Deprem Fonu için de, benzer bir model kurgulanabilir.
Fonda toplanacak kaynağın, amacı dışında kullanılmayacağı yasal güvenceye bağlanarak;
profesyonelce yönetilip nemalandırması, sağlanabilir.
Etkileri onlarca yıl süren deprem kaynaklı ekonomik yıkımlar,
ülkemiz ekonomisi üzerinde en önemli risk unsurunu oluşturuyor.
Sadece konutlar değil;
fabrikalarımız ve üretim tesislerimiz de
gerek yapısal özellikleri, gerekse acil durum planları ile depremlere hazır olmalı.”

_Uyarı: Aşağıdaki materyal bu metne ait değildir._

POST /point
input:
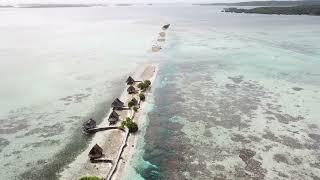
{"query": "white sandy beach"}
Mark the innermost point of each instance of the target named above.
(111, 140)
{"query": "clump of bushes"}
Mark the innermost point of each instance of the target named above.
(130, 104)
(135, 109)
(144, 85)
(142, 97)
(90, 178)
(132, 126)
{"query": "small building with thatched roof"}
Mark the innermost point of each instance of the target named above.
(130, 81)
(162, 34)
(165, 26)
(96, 152)
(113, 118)
(131, 90)
(135, 101)
(90, 124)
(117, 104)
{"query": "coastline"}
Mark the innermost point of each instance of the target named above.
(111, 140)
(127, 155)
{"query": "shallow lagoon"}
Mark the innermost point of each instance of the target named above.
(227, 82)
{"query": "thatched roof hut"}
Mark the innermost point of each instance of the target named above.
(135, 101)
(131, 90)
(117, 104)
(95, 152)
(90, 124)
(130, 81)
(165, 26)
(156, 48)
(162, 34)
(113, 118)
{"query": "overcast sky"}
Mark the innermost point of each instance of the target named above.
(114, 1)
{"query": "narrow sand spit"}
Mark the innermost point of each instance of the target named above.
(150, 73)
(110, 140)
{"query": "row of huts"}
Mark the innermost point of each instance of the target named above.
(117, 105)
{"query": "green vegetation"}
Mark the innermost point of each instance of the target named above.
(130, 104)
(295, 10)
(265, 3)
(147, 82)
(132, 126)
(142, 97)
(144, 85)
(135, 109)
(90, 178)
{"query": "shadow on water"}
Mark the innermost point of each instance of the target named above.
(79, 142)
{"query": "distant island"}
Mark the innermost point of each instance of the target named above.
(294, 10)
(265, 3)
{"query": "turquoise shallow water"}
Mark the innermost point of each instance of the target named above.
(236, 98)
(228, 85)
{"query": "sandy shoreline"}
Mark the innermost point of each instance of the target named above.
(111, 140)
(150, 73)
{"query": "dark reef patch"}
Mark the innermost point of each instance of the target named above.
(46, 142)
(3, 143)
(76, 98)
(236, 79)
(47, 131)
(252, 165)
(280, 158)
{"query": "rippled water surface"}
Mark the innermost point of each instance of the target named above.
(236, 96)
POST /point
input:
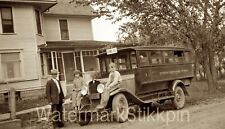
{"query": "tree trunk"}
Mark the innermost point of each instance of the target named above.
(213, 67)
(211, 88)
(207, 62)
(195, 68)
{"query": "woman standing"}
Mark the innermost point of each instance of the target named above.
(78, 82)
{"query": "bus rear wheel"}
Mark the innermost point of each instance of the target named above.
(179, 98)
(120, 108)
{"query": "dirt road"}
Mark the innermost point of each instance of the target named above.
(207, 115)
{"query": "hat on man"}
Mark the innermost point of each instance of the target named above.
(76, 72)
(54, 72)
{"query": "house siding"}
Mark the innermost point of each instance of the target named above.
(79, 28)
(24, 40)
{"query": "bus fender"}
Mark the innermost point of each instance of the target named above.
(181, 84)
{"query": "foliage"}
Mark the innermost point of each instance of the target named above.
(195, 23)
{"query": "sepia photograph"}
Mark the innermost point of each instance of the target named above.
(112, 64)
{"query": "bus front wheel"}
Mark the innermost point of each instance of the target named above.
(120, 108)
(179, 98)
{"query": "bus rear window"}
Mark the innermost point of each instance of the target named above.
(143, 58)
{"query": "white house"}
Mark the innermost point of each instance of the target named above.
(21, 31)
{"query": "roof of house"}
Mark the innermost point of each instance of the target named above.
(64, 7)
(41, 4)
(72, 45)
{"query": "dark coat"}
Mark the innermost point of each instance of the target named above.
(52, 92)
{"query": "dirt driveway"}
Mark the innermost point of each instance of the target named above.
(206, 115)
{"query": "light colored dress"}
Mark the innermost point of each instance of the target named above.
(78, 82)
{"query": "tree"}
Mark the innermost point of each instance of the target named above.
(196, 23)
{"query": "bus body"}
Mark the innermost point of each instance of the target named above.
(149, 74)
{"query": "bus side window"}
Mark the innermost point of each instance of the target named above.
(155, 57)
(133, 60)
(168, 56)
(123, 62)
(187, 56)
(143, 58)
(179, 56)
(103, 65)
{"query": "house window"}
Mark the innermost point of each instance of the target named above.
(38, 21)
(11, 65)
(64, 29)
(7, 20)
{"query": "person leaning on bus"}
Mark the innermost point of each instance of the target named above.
(78, 82)
(113, 82)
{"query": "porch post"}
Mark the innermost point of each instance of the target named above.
(98, 63)
(82, 61)
(52, 57)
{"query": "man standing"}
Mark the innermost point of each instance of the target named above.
(112, 84)
(55, 98)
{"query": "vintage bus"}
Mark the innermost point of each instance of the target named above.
(149, 74)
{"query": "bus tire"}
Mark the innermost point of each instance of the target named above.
(179, 98)
(120, 108)
(84, 119)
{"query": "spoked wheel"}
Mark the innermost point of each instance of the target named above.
(84, 118)
(120, 108)
(179, 98)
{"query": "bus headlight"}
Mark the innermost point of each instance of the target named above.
(84, 90)
(100, 88)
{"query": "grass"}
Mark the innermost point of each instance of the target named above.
(198, 95)
(24, 104)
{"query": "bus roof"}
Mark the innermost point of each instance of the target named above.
(146, 48)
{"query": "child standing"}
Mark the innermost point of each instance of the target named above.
(78, 82)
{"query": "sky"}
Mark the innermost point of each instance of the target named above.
(104, 30)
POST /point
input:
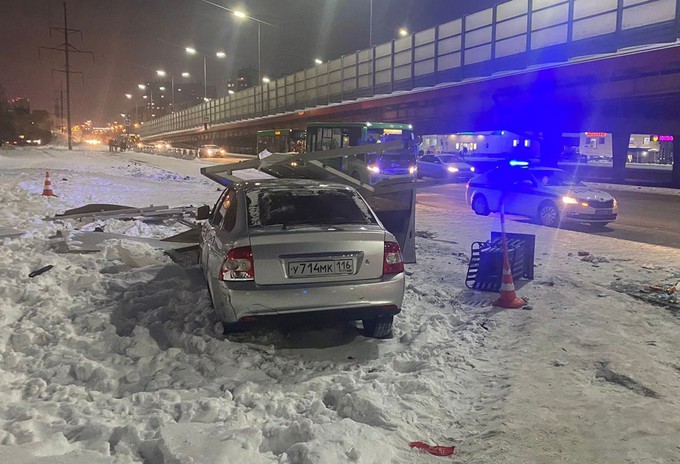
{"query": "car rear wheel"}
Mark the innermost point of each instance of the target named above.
(380, 327)
(548, 215)
(480, 205)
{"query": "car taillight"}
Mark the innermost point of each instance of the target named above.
(238, 265)
(392, 261)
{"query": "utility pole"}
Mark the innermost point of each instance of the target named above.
(67, 48)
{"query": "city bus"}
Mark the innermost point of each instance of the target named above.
(369, 168)
(281, 141)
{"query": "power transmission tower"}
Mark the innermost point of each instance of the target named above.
(67, 48)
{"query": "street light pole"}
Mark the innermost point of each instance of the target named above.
(259, 53)
(172, 86)
(370, 24)
(205, 79)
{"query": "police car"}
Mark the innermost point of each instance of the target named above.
(547, 195)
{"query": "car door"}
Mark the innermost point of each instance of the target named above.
(216, 239)
(428, 166)
(522, 197)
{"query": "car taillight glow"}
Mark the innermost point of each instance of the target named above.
(238, 265)
(392, 262)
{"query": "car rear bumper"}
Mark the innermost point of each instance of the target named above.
(348, 300)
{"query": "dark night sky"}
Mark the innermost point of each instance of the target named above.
(132, 38)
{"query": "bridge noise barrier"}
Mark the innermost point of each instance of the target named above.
(393, 201)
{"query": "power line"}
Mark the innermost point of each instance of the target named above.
(67, 48)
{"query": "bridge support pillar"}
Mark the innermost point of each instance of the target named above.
(621, 141)
(675, 177)
(551, 147)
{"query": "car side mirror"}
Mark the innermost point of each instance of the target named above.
(203, 212)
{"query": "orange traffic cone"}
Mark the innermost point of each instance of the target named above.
(509, 298)
(47, 189)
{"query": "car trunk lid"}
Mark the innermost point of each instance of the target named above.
(317, 254)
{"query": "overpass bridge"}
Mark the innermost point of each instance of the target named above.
(528, 66)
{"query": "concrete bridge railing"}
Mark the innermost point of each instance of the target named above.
(514, 35)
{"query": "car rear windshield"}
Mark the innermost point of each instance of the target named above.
(306, 206)
(554, 178)
(451, 159)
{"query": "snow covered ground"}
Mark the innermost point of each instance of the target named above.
(107, 359)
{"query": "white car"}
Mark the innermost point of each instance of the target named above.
(444, 166)
(548, 195)
(294, 248)
(211, 151)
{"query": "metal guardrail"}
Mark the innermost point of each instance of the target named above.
(511, 36)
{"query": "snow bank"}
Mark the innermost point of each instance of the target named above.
(110, 359)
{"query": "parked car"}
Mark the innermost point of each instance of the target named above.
(211, 151)
(444, 166)
(296, 247)
(548, 195)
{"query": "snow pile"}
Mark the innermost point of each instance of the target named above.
(109, 357)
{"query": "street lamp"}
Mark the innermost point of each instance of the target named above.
(219, 54)
(242, 15)
(370, 24)
(144, 87)
(129, 97)
(162, 73)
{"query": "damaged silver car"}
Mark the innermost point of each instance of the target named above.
(284, 248)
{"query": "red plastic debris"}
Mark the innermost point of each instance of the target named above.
(434, 450)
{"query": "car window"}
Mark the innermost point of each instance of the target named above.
(451, 159)
(551, 177)
(309, 206)
(216, 215)
(228, 209)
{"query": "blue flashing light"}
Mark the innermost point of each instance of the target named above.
(518, 163)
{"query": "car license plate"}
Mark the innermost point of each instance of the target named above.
(320, 268)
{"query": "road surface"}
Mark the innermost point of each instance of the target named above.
(643, 217)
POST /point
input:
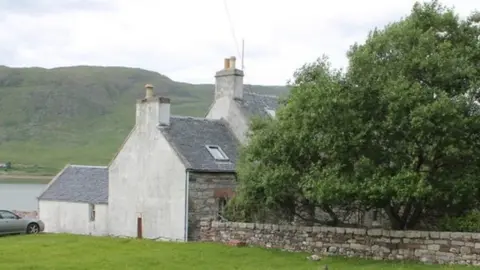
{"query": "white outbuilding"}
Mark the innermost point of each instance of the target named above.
(76, 201)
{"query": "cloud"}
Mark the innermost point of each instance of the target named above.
(188, 39)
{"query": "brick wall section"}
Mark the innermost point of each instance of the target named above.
(428, 247)
(204, 191)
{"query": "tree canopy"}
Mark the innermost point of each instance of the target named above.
(399, 130)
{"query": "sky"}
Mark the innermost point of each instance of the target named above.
(187, 40)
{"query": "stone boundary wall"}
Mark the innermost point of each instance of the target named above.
(379, 244)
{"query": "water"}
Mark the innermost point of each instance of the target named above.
(20, 196)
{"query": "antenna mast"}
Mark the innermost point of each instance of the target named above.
(243, 53)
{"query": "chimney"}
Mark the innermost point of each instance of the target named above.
(229, 80)
(153, 110)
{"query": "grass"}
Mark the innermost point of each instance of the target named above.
(70, 252)
(51, 117)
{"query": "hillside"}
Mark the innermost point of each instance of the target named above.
(50, 117)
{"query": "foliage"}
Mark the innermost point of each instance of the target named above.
(74, 252)
(469, 222)
(399, 130)
(50, 117)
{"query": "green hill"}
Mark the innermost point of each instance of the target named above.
(50, 117)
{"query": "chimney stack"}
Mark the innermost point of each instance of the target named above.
(153, 110)
(148, 91)
(229, 80)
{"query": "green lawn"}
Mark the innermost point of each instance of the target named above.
(68, 252)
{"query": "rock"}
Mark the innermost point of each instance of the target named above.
(236, 243)
(314, 257)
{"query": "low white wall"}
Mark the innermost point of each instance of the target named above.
(68, 217)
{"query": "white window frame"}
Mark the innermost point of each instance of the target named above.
(91, 211)
(212, 148)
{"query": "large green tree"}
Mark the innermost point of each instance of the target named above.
(399, 130)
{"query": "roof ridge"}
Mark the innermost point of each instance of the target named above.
(194, 118)
(88, 166)
(261, 95)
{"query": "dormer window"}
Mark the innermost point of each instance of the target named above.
(270, 112)
(217, 153)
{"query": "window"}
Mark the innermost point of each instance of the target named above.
(8, 215)
(375, 215)
(217, 152)
(222, 204)
(91, 210)
(270, 112)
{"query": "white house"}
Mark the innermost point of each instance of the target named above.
(75, 201)
(170, 173)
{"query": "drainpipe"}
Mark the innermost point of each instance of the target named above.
(187, 179)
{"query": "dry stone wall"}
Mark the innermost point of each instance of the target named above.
(205, 190)
(427, 247)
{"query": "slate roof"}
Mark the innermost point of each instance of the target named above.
(78, 183)
(255, 104)
(189, 137)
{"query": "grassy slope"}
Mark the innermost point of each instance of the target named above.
(68, 252)
(51, 117)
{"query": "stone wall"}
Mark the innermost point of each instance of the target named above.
(205, 190)
(427, 247)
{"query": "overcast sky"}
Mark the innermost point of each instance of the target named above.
(187, 40)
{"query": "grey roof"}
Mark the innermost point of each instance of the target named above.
(78, 183)
(189, 136)
(255, 104)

İZBAŞ Yönetim Kurulu Başkanı Eyüp Sevimli,
1999 depreminden sonra oluşturulmasına rağmen; 2007 yılında lağvedilen
Ulusal Deprem Konseyi’nin de yeniden kurularak,
alanlarında uzman bilim insanlarının kamu otoritesinin liderliğinde,
bir araya getirilmesi gerektiğini, sözlerine ekledi.
Türkiye’nin en yetkin deprem bilimcilerinin,
Kahramanmaraş yöresindeki depremler için defalarca uyarılarda bulunduklarını;
depremin yeri ve şiddetine yönelik nokta atışı tahminler yaptıklarını anımsatan Sevimli,
sözlerini şöyle sürdürdü:
“Benzer ikazlar;
bilim insanlarımız tarafından defalarca, İstanbul için yapılıyor.
Hükümetimizin, yerel yönetimlerimizin;
tehdidi en üst seviyede ciddiye alarak,
kaynak aktararak, kentlerimizin depreme hazırlık seviyelerini artırmaları gerekiyor.
İmar planlarının;
kent yerleşimlerinin deprem gerçeğini gözeterek yapılması,
hayati önem taşıyor.
Ülkemizin bu acıları yeniden yaşamaması için
hazırlık süreçlerimizi ve seviyemizi en üst seviyeye taşımamız gerekiyor.”